RCL : La désunion entre le centre et la périphérie des villes est consommée. Mais, aujourd’hui, les politiques affichent une volonté de réanimer l’âme des cités avec, notamment, le plan « Action coeur de ville ». Est-ce une stratégie pertinente ?
Alain Sarfati : Après s’être polarisé sur l’attractivité des métropoles, l’État se penche sur les villes moyennes avec notamment le plan « Action coeur de ville ». À juste titre, car les Français ont quitté les centres-ville, laissant habitations et commerces vacants, faisant éclater la ville traditionnelle. Tout l’enjeu pour les élus est aujourd’hui de redonner suffisamment de vie à leur coeur de ville pour faire revenir leurs administrés.

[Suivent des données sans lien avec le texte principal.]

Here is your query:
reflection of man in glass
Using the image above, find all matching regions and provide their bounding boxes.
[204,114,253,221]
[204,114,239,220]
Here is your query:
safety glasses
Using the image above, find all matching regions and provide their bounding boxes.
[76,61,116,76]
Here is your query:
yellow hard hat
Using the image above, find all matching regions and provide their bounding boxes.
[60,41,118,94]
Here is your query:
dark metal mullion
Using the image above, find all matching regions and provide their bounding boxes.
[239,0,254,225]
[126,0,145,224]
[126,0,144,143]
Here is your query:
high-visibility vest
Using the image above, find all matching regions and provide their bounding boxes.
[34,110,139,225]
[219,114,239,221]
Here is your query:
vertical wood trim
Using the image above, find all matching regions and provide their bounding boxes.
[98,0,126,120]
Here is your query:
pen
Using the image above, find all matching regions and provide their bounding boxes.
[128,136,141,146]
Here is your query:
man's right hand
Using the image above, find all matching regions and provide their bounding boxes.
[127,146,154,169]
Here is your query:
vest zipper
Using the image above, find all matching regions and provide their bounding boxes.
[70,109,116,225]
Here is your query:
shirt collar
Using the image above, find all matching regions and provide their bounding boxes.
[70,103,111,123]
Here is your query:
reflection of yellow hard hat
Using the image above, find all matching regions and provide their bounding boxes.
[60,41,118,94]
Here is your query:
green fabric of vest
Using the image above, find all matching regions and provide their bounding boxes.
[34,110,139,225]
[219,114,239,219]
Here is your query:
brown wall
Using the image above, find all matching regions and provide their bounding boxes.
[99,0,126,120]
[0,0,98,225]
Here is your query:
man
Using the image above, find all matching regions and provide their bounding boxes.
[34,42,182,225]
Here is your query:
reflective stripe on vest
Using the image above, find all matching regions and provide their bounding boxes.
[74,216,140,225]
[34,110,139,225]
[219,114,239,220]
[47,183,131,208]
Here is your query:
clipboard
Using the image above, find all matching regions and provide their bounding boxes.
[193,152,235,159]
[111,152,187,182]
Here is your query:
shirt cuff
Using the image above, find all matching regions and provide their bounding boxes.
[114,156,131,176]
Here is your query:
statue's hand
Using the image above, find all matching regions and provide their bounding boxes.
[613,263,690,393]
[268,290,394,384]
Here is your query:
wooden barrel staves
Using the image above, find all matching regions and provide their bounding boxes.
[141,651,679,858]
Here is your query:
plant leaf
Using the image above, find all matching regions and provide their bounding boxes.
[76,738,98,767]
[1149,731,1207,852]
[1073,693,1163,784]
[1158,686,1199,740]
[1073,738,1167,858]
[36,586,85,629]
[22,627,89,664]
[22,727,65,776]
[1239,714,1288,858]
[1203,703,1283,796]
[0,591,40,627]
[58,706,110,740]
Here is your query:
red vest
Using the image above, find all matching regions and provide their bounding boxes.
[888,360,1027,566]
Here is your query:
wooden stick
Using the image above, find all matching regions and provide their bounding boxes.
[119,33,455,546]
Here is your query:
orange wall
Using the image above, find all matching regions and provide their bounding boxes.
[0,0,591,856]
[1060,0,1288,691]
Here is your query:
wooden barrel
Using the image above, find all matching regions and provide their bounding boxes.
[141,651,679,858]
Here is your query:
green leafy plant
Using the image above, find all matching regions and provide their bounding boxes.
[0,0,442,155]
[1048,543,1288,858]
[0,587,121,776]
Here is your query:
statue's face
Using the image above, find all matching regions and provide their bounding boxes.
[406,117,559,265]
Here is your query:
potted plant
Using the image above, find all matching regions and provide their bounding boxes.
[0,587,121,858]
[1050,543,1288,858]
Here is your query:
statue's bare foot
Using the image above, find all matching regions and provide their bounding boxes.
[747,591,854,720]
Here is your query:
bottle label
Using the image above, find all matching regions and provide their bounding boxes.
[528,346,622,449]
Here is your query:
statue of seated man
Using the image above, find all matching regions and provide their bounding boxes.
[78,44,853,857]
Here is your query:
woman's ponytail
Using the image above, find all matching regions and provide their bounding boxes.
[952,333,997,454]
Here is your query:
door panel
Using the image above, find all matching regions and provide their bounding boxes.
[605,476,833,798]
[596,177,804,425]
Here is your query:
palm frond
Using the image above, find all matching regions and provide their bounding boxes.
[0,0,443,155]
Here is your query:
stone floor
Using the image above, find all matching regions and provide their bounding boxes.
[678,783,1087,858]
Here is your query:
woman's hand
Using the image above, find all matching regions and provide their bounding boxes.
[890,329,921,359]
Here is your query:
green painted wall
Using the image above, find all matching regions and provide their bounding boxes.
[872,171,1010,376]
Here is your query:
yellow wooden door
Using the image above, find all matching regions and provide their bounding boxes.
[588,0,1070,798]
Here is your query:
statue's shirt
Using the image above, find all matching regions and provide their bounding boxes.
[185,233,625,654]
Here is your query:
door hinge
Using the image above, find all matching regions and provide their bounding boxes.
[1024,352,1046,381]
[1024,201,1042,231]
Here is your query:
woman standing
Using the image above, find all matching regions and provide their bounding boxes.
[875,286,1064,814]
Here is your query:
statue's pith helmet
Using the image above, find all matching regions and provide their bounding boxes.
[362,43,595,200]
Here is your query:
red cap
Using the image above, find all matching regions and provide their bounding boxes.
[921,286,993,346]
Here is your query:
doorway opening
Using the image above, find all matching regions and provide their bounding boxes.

Mais est-ce que la construction de jolies fontaines et de rues piétonnes, est-ce que la réhabilitation de logements, sachant que la maison individuelle reste un rêve cher au coeur des Français, suffiront à balayer d’un revers de la main les politiques d’urbanisme de ces dernières décennies concentrées dans les périphéries ? Je n’en suis pas sûr, toutes ces actions ne redonneront pas forcément vie au centre. Et plus encore, l’erreur serait de concentrer tous les efforts sur les centres, en délaissant à leur tour les périphéries, ce qui risquerait d’aggraver les disparités. Il est urgent, aujourd’hui, de reconstruire une unité, en cessant d’opposer centre et périphérie, car ils sont indissociables.
Vous dites qu’il faut réconcilier le centre et la périphérie, et redonner de la vie dans tous les espaces publics. Comment ?
A. S. : Il faudra impulser dans l’ensemble des espaces urbains une qualité de vie, mais également de la cohésion sociale. Même les périphéries doivent être capables d’attirer en devenant séduisantes, grâce à leurs cours, parcs, parcours de santé et pistes cyclables. Le rôle des architectes est d’embellir en s’appuyant sur l’usage, la forme du site sans négliger la culture locale. Et le sens réel de l’urbanisme, aujourd’hui, est de créer une structure d’ensemble, de proposer une vision et de mettre en place une relation forte entre le centre de la ville et sa périphérie, pour qu’une véritable agglomération puisse se constituer. C’est cette complémentarité entre centre et périphérie qui fera de la ville, une ville moderne. C’est ainsi que l’on reconstruira une unité et une identité. On comprend alors le rôle majeur des transports qu’il faut d’ores et déjà reconsidérer.
Petits commerces dans les centres, hypers dans les périphéries : dans votre vision de la ville moderne, comment le commerce peut-il évoluer ?
A. S. : Il est clair que la logique du petit commerce en centre-ville et des hypers en périphérie est obsolète. En considérant que chaque ville est un cas particulier, il faut inventer un nouveau concept sur chacun des sites en tenant compte des complémentarités et du lien avec l’espace public. C’est à un changement radical de culture qu’il faut s’attendre. Le centre urbain va s’élargir avec les commerces ambulants, et les livraisons à domicile et de nouveaux concepts de centres commerciaux vont devoir émerger, car les populations veulent de nouvelles expérimentations.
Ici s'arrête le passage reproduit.